Im just not so sure about how damp the medium will stay and if it will hold nutes good enough for my plants to grab them....

I was think about adding so terrasorb gel to the pots if i could.. that might solve any watering promblems ill face... 

I might just transplant them now while they're small a nd pry for no bad shocking... and put them in a 50/50 perlite and poting soil mix...

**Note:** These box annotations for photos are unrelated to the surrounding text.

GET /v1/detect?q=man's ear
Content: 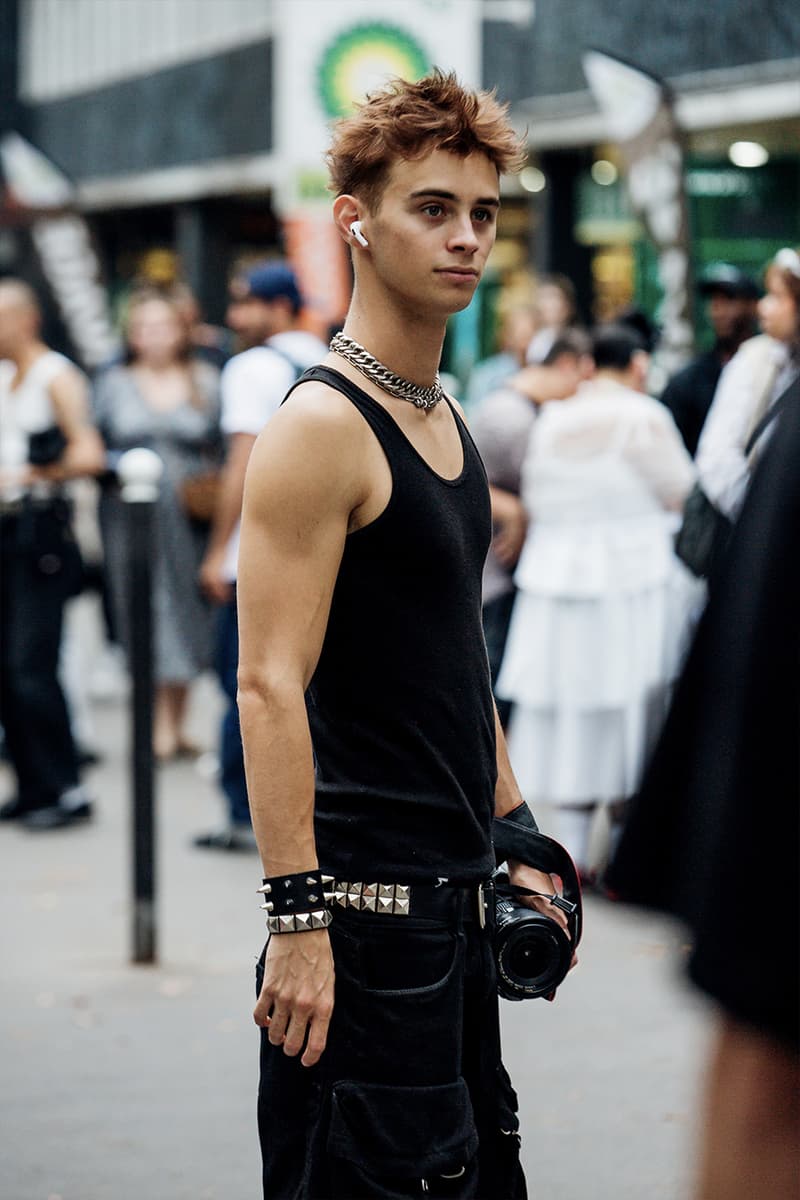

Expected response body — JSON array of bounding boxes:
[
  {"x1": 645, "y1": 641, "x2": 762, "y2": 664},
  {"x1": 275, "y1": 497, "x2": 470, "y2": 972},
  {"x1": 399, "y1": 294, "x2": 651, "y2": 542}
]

Give me sum advice guys... 

Peace 
Cheif


----------



## Hick (Apr 2, 2006)

hey chiefe..Lotsa' variables to deal with. They will need "hardened" to the OD environment, or you _will_ have shock, especially while they are small.  Getting them outta' the pots and into the ground with only perlite to hold the rootball is gonna be difficult. BUT, once you have accomplished that, without destroying them, it won't take them long to extend their roots out into "_terra firma_" and get stbilized. 
  Perlite doesn't retain water, doesn't absorb nutrients. If they are in small pots now, and transplanting into a soil mix is feasable, now, that's the route that I would pursue.
  I'm 100 % ignorant to aeroponics, hydroponics, aquponics, but I do know a li'l about OD growing and soil. Perlite will definately not cut the mustard for a medium OD.


----------



## ReaferCheifer26 (Apr 2, 2006)

Ya i guesse it wontwork out too good... Swim has to figure out new plans.. they are still kinda small like 5 weeks vegging but hopefully i can just dig em out teh big pots of perlite and transplant them in the ground.. im not gunan worry about shock too much they'll survive... and i got sum superthrive and i might make sum greenhosue type incloser for them its gunan be hard and messy but its a labor of love! 

Peace


----------



## Insane (Apr 2, 2006)

I like to mix about 20-30% perlite with my potted soil grows.

Make sure to be very careful when you transplant, don't wanna lose any roots! 

Also, when using superthrive, remember that superthrive is _very potent _stuff, and it's only recommended to use about 1 drip (like a small rain drop) of super thrive per litre of water, or roughly 5 drips per gallon.

Good luck.


----------



## ReaferCheifer26 (Apr 2, 2006)

ya i know about superthrive potency.... ill probably go with the 20-30% mix... im gunan try to avoid the root as best as i can


----------